Enthalpy of the Polymorphic Transition of Anhydrous Cholesterol Present in Mixtures of Peptides with SOPC:cholesterol (1:1)

Peptide ΔH (cal/mol)
5% LWYIK 25
10% LWYIK 80
15% LWYIK 60
5% LWFIK 120
10% LWFIK 125
15% LWFIK 170
5% LWYIR 20
10% LWYIR 70
15% LWYIR 65
5% LWYIH 180
10% LWYIH 90
15% LWYIH 60
5% LWWIK 125
10% LWWIK 80
15% LWWIK 140
5% LWLIK 60
10% LWLIK 65
15% LWLIK 120
5% IWYIK 100
10% IWYIK 140
15% IWYIK 175

Tryptophan fluorescence studies

Fluorescence emission spectra of each of the peptides was determined in methanolic solution, in aqueous buffer and in the presence of SUVs of SOPC or SOPC:cholesterol (1:1) at a lipid to peptide molar ratio of 10. There is little difference in the maximum emission wavelength among the seven peptides in any of the four conditions (Table 3).

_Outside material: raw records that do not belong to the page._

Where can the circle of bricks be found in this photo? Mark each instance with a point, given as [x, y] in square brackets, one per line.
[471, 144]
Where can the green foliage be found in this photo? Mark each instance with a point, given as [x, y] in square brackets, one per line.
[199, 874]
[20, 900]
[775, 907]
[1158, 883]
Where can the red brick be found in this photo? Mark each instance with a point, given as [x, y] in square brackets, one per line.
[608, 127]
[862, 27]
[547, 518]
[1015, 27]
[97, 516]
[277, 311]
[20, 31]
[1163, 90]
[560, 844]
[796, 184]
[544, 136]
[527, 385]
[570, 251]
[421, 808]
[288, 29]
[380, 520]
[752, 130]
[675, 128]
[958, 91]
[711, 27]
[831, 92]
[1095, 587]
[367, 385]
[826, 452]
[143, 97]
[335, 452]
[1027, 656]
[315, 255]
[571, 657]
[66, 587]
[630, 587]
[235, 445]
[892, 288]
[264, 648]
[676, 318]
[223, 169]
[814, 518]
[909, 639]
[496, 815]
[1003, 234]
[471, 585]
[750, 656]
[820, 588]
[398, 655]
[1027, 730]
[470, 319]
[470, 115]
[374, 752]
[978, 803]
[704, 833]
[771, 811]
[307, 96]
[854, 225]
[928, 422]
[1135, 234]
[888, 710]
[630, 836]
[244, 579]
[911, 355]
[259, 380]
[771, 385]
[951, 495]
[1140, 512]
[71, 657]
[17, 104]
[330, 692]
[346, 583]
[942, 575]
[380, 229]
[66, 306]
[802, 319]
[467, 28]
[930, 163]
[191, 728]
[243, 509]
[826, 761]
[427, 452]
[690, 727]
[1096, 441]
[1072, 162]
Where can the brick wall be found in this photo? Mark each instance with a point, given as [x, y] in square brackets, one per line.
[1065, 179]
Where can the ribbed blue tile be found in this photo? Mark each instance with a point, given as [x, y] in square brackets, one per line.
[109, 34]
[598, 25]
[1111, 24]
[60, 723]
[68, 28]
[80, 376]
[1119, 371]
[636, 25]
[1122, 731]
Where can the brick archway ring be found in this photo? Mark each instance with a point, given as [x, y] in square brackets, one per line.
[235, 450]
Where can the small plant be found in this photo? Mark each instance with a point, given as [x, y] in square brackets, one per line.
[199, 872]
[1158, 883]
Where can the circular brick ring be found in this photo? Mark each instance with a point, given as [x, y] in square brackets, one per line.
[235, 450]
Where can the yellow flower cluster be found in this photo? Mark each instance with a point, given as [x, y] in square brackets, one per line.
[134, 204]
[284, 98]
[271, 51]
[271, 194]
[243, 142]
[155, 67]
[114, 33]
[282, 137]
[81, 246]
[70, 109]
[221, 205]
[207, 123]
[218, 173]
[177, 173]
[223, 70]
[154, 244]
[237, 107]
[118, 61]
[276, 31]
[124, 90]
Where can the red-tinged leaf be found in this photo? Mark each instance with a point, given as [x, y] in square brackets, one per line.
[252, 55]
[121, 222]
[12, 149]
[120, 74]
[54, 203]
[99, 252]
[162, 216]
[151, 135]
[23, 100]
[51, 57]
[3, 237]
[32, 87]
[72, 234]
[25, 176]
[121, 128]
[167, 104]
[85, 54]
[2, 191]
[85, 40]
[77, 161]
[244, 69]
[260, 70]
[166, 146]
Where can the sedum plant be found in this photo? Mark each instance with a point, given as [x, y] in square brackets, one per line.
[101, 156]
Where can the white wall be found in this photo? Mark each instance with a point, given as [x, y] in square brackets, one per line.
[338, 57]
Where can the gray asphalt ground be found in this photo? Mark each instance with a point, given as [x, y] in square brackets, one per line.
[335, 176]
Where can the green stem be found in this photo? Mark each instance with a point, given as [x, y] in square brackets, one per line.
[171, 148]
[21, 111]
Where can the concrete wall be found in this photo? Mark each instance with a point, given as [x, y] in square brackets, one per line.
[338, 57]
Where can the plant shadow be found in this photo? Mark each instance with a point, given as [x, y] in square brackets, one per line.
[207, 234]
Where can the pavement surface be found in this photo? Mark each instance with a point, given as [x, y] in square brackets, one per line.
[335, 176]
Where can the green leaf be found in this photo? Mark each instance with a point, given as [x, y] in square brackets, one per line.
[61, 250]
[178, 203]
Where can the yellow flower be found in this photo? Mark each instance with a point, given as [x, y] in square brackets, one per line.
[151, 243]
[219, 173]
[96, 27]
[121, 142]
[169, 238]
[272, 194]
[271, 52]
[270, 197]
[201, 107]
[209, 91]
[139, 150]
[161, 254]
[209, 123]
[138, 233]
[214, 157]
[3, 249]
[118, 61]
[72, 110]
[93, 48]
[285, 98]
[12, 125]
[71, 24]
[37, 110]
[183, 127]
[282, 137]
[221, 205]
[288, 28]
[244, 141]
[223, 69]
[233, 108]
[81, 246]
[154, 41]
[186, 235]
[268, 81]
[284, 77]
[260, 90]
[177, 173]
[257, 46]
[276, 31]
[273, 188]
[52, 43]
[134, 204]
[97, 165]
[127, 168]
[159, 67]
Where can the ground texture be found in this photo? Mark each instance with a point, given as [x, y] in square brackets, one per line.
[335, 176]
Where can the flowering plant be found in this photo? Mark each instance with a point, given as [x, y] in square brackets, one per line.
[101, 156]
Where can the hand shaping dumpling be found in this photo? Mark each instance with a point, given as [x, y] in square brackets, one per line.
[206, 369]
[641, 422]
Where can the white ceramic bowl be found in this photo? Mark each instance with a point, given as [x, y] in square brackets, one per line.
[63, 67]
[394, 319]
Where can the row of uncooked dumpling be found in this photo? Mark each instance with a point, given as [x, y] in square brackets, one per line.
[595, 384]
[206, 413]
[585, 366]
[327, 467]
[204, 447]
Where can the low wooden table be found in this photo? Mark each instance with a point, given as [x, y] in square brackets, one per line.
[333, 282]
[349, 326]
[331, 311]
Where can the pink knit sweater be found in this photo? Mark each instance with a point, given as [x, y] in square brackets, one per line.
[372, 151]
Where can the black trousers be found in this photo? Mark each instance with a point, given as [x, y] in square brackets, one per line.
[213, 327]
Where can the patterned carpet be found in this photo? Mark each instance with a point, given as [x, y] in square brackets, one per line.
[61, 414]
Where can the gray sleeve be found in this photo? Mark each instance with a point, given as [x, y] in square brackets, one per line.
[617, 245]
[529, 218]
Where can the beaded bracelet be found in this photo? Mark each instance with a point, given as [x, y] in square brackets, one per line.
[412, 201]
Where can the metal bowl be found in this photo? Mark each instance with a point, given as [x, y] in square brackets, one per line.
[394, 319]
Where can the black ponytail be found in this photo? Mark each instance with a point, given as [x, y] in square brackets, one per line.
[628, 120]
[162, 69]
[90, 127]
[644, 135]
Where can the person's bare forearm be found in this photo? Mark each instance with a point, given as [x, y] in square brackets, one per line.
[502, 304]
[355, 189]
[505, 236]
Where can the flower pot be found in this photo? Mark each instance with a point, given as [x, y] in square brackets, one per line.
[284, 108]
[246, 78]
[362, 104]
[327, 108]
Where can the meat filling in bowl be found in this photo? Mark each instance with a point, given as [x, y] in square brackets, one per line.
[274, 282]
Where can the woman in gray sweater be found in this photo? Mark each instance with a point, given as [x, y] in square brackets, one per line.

Table 3. W Emission Properties.

Peptide Condition
Methanol Buffer SOPC SOPC/cholesterol (1:1) Ratio1
λ (nm) Relative Intensity λ (nm) Relative Intensity λ (nm) Relative Intensity λ (nm) Relative Intensity
LWYIK 336 1.7 341 0.74 340 0.71 340 0.43 1.7
LWFIK 336 1.3 341 0.75 340 0.61 340 0.43 1.4
LWYIR 335 2.0 340 1.0 340 0.73 340 0.69 1.1
LWYIH 335 1.6 341 0.91 342 0.82 342 0.60 1.4
LWWIK 336 1.95 340 0.95 339 0.90 341 0.75 1.2
LWLIK 335 2.4 340 1.3 340 1.0 340 0.87 1.1
IWYIK 336 2.0 340 0.87 339 0.67 339 0.66 1.0
1

The ratio is the ratio of the maximal emission intensity of the peptide in SOPC divided by the emission intensity of the peptide in SOPC/cholesterol (1:1).

Membrane partitioning

The results of partitioning of N-acetyl-LWYIK-amide into SOPC:cholesterol (1:1) (Fig. 5) are in reasonable agreement with our previously published results (7), particularly taking into account the differences in protocol in the two cases. However, there was some variation in the partitioning of other peptides into liposomes of. SOPC:cholesterol (1:1) (Fig. 5). In particular, N-acetyl-LWLIK-amide showed lower membrane partitioning.

Figure 5.

Figure 5

Partitioning of peptides into MLVs of SOPC:cholesterol (1:1) containing 10 mol% peptide. Error bars are the standard error of the mean of experiments repeated two times.

Modeling

Because of their small size all these peptides have limited possibilities of stabilization via intramolecular interactions and hence might have a large structural diversity. This diversity will be restricted by the presence of bulky residues and by the proximity in the sequence of polar and hydrophobic residues. The RMS of every structure was calculated on the basis of an all atom fit with the peptide conformation of lower energy (the best structure). The values are ranked and analysis of the plot of increasing values demonstrates either a stepped or a constant increase of RMS values (Fig.6). A constant variation of RMS (see LWFIK in Fig.6) indicates small discrete variations between structures, whereas a stepped increase (see LWWIK in Fig.6) indicates more distinct subpopulations. The number of structures within a 3.5 RMS value difference is a subjective index that we used to evaluate this difference. For instance, changing L for I, two residues with the same number of carbons but an elongated instead of a bulky branched side chain, restricts structural diversity from the 55 conformations for LWYIK to only 27 conformations for IWYIK (Fig.6). The same is true when Y is changed for W (LWYIK as compared to LWWIK) whereas changing Y for F (LWYIK as compared to LWFIK) diversifies the panel of conformations, suggesting more rigidity of the LWYIK structure. Changing K for R (LWYIK as compared to LWYIR) also rigidifies the structure most likely because R is much more polar than K and tends to point away from the rest of the peptide. This analysis suggests a rough classification of increasing structure flexibility from LWYIR<LWWIK< IWYIK< LWYIH<LWYIK to LWFIK.

Figure 6.

Figure 6

Analysis of peptide conformation diversity. For each peptide, 7776 conformation were calculated twice, once in a hydrophobic medium, once in water, in each condition, the 50 best conformations were saved. Diversity of these structures was analyzed by calculating the all atom RMS deviation with reference to the lowest energy conformation. Structures were ranked by increasing RMS. For the sake of analysis, a critical value, arbitrarily set at RMS 3.5, was used to analyze structural rigidity: the lower the number of conformations at that RMS 3.5 value, the more rigid the structure.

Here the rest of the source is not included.